Earlier this month the American Bar Association and the Hazelden Betty Ford Foundation released the findings of the first-ever national study on mental health issues and substance abuse relating to our nation’s attorneys. The results of the study are not good news for the legal profession.
The study, which consisted of roughly 15,000 attorneys from 19 states, concluded that 21 percent of licensed, working attorneys qualify under the definition of “problem drinkers.” Furthermore, 28 percent deal with some level of depression, while 19 percent show display symptoms related to anxiety.
As a member of the legal profession, I can attest to the pressures the work can create. Completing law school and passing the Bar Exam can be extremely demanding and stressful, in and of itself. Because attorneys are people too, they are just as vulnerable to the daily pressures of life, thus vulnerable to the same addictions everyone else is susceptible to.
I battled addiction before I decided to pursue a career in law, so I was fortunate enough to already have awareness and the coping skills to deal with it when I finally became an attorney. Unfortunately, people can succumb to this illness at different stages of their life and careers.
Patrick R. Krill, an attorney who led the study, said the data “paints the picture of an unsustainable professional culture that’s harming too many people.”
The study also compared the rate of alcohol abuse among lawyers compared to other professionals and found the rate of abuse far greater in the legal profession. A statement from the American Bar Association tried to explain this phenomenon as follows: “Because many lawyers and judges are overachievers who carry an enormous workload, the tendency to ‘escape’ from daily problems through the use of drugs and alcohol is prevalent in the legal community.”
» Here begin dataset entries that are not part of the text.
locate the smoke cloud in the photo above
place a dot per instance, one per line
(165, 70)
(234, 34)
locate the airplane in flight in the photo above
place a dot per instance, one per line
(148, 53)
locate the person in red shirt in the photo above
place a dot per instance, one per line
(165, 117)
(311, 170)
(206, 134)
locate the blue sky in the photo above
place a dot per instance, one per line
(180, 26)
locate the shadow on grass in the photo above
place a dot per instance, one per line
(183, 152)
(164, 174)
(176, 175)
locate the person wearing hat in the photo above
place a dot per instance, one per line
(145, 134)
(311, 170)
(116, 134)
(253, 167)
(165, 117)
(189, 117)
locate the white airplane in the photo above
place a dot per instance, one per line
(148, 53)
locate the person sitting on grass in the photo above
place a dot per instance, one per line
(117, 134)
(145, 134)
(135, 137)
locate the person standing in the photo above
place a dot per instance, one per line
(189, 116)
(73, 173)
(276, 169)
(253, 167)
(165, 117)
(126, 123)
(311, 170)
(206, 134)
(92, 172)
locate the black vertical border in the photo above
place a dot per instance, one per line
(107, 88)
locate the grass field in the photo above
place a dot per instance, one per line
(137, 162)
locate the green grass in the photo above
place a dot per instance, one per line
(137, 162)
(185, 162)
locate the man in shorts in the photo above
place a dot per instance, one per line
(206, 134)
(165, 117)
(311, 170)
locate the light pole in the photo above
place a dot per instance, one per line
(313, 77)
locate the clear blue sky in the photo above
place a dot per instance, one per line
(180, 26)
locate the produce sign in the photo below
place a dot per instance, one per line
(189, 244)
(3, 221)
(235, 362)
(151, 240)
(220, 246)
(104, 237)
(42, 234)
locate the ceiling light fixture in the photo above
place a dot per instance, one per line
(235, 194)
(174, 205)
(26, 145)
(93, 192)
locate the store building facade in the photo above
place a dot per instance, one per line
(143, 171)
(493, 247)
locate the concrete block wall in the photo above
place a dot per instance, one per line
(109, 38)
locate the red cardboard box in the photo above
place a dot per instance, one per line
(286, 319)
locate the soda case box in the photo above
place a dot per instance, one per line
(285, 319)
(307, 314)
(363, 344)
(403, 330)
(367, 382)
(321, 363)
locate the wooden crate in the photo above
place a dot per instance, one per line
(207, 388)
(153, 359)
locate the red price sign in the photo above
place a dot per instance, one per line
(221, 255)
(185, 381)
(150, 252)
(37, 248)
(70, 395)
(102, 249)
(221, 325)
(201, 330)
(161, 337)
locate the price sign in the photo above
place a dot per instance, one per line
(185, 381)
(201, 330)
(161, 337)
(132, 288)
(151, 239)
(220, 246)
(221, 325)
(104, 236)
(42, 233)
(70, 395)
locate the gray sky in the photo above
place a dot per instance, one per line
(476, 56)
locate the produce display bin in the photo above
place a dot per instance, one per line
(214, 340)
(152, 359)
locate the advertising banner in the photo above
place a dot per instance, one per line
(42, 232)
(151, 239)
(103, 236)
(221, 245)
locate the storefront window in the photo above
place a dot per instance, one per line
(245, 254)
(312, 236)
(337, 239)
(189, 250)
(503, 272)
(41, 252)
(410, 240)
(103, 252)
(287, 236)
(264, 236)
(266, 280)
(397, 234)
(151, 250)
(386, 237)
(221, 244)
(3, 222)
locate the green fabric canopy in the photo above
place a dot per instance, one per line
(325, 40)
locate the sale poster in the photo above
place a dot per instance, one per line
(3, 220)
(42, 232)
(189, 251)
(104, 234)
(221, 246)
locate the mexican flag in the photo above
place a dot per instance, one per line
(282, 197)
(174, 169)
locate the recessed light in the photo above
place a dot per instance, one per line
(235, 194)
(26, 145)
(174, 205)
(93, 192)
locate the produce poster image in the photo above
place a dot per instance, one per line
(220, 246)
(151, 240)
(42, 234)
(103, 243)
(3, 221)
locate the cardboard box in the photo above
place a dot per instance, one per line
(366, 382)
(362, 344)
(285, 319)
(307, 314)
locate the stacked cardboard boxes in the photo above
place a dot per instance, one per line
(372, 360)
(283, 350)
There is no doubt that pressure to perform can create tremendous anxiety. Young associate attorneys with little life experience and a desire to prove themselves are often putting in 60-plus-hour workweeks. That’s not to say that more mature experienced attorneys and firm partners aren’t exposed to the same pressures to succeed. Addiction doesn’t discriminate by age, race or class.
As is the case with many people, lawyers are often hesitant to seek out professional health because they fear the stigma of being associated with addiction, which some fear can affect their careers. Others simply don’t believe that they have a problem, again, lawyers are people too.
The website, asoberlawyer.com, run by an ‘anonymous’ recovering alcoholic attorney has some suggestions on combating this problem.

  • He believes it is important for lawyers to get rid of the stigma behind seeking help for addiction and mental health problems. “This goes for not only addiction, but stress reduction, depression and anxiety. It should be part of how we lawyers stay healthy.”
  • Encouraging attorneys in recovery to speak to lawyers. “There are many out there who are not anonymous and are more than happy to speak to firms. Brian Cuban (the brother of Dallas Mavericks owner Mark Cuban) is a good example.”
  • Law firms should employ in-house therapists/counselors. “Don’t refer people to employee assistance or outside help. Make associates meet with the counselor on a bi-weekly or monthly basis, regardless of whether they have any issues.”

Yes, addiction to drugs and alcohol is a nationwide problem, and attorneys are not immune to it. Neither are doctors and airline pilots. We need to address this problem, both as a society and as individuals. We need to find a balance between our professional lives and personal lives. What good are success and careers without a healthy bodies and minds?